# E. Kowalski's blog

## Sliding over the Polya-Vinogradov gap

In my series of papers with É. Fouvry and Ph. Michel, we seem to alternate between longer papers and shorter ones. The last one, which we just put up on arXiv, is in some sense the shortest one: even if it goes up to 19 pages in length, the basic idea can be explained extremely quickly, and much of the paper is taken with variations on its basic theme and illustrations.

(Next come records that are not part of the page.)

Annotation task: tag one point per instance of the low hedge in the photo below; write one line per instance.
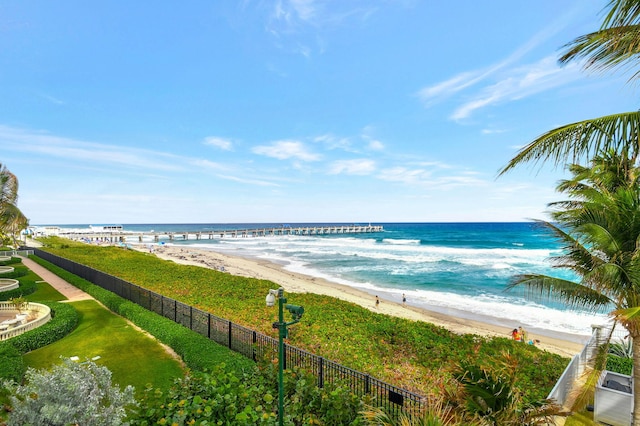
(198, 352)
(619, 364)
(64, 319)
(20, 273)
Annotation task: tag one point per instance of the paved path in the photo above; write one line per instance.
(69, 291)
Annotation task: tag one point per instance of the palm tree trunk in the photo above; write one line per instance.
(636, 379)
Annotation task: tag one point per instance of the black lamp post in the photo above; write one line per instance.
(281, 325)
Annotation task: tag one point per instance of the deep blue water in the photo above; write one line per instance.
(454, 268)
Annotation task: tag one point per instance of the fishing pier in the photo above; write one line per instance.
(140, 236)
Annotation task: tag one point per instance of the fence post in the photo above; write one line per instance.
(284, 356)
(255, 340)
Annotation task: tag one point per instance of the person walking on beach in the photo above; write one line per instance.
(515, 335)
(523, 334)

The context is the all-important problem of estimating short exponential sums, in the specific case of sums over intervals in a cyclic group $A=\mathbf{Z}/m\mathbf{Z}$, where (for the sake of this post) we define an interval $I$ in $A$ to be the injective image of a set of successive integers under reduction modulo $m$. An interval is “short” if its length is significantly smaller than $m$, in the sense that $|I|=m^{\theta}$ for some real parameter with $0\leq \theta<1$. We are then looking for non-trivial estimates for
$\sum_{x\in I}\varphi(x)$
where $\varphi\,:\, A\rightarrow \mathbf{C}$
is some complex-valued function, which is supposed to oscillate in such a way that we expect that
$\sum_{x\in I}\varphi(x)=o(|I|\|\varphi\|_{\infty}).$

There is a fundamental technique to attack this problem, which is of constant use in analytic number theory, and which is known as the completion method. Abstractly, one can see it as a case of the Plancherel formula in (discrete) Fourier analysis, namely, one writes
$\sum_{x\in I}\varphi(x)=\sum_{t\in A}\hat{\varphi}(t)\hat{I}(t),$
where
$\hat{\varphi}(t)=\frac{1}{\sqrt{m}}\sum_{x\in A}\varphi(x)e\Bigl(\frac{tx}{m}\Bigr),$
and $\hat{I}$ is the same transform applied to the characteristic function of the interval $I$. One then deduces the bound
$\sum_{x\in I}\varphi(x)\ll \|\hat{\varphi}\|_{\infty}\sqrt{m}(\log m),$
where the implied constant is absolute, simply by estimating the $L^1$-norm of $\hat{I}$ — in our normalization, this is $\ll \sqrt{m}(\log m)$.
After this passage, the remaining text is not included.